How We Became Post-Liberal by Russell Blackford
ISBN: 9781350322936
Liberalism is in trouble. As a set of ideas, it has lost much of its historical authority in guiding public policy and personal behaviour. In this post-liberal climate, Russell Blackford asks whether liberalism is truly over. How We Became Post-Liberal examines how Western liberal democracies became nations where traditional liberal principles of toleration (religious and otherwise), individual liberty and freedom of speech are frequently dismissed as outdated or twisted to support conservative policies. Blackford traces the lineage of liberalism from problems of toleration that emerged when Christianity triumphed in the late centuries of classical antiquity, with comparison to non-Western civilizations. The political and philosophical story culminates in the recent development - over the past 30 to 50 years - of post-liberal ideologies in the West.
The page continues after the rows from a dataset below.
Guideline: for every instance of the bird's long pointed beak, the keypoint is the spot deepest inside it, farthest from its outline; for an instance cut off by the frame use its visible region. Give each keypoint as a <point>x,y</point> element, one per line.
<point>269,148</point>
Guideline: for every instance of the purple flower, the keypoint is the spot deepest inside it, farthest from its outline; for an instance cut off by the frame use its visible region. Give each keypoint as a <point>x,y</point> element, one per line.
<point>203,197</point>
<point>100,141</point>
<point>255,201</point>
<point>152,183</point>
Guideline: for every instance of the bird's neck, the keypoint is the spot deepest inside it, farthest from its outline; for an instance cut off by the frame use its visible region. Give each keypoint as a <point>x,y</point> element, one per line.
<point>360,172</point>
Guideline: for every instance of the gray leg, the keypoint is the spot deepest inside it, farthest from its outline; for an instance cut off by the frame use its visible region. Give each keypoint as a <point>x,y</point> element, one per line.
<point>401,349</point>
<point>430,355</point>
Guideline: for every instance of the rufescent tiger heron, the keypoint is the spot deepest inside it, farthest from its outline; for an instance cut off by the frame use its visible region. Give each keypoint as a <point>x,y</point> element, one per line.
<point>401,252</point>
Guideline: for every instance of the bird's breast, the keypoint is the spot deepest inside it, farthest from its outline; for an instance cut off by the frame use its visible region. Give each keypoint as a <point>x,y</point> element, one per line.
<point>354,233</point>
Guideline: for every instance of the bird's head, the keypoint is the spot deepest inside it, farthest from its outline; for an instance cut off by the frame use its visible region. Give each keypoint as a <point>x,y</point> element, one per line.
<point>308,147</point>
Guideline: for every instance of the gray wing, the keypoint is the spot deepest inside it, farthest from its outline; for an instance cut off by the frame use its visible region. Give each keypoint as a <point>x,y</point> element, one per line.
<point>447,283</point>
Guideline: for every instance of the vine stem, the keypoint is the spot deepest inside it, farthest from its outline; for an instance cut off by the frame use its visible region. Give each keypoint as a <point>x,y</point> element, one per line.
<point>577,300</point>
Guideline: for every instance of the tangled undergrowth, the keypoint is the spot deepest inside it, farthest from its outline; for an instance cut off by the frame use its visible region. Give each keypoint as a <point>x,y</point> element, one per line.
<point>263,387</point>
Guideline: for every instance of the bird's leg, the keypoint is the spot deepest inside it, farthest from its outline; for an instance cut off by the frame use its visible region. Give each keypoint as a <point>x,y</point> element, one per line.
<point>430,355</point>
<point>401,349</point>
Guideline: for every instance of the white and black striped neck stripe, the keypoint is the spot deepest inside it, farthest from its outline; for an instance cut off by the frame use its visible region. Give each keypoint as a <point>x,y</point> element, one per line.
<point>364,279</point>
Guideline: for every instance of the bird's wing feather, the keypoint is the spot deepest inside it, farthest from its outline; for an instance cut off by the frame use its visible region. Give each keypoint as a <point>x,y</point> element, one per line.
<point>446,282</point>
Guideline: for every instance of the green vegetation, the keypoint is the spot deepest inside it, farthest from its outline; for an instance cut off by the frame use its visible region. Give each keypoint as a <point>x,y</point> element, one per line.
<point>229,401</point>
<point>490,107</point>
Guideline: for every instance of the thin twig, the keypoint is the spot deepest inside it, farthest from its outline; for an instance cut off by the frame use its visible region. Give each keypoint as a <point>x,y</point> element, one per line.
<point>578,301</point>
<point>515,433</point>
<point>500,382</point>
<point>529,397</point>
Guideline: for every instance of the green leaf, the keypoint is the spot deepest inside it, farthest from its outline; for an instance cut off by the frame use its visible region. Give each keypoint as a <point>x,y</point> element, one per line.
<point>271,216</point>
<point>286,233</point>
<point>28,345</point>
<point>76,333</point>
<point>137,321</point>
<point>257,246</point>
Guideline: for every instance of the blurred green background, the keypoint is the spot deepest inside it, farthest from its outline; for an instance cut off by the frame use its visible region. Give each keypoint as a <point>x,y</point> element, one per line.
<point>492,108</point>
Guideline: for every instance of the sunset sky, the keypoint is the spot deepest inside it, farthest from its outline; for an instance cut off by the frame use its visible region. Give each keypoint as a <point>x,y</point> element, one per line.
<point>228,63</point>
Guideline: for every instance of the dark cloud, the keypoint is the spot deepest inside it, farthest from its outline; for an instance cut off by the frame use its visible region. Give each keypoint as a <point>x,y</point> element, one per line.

At each stage, Blackford discusses arguments for and against liberal principles, identifying why no argument to date has been totally successful in convincing opponents, while maintaining that liberalism's ideas and language are still worth saving. From campus wars over academic freedom to the Charlie Hebdo attack and the murder of Samuel Paty, this is an indispensable guide for anyone wanting to understand the why, what and how of the post-liberal world.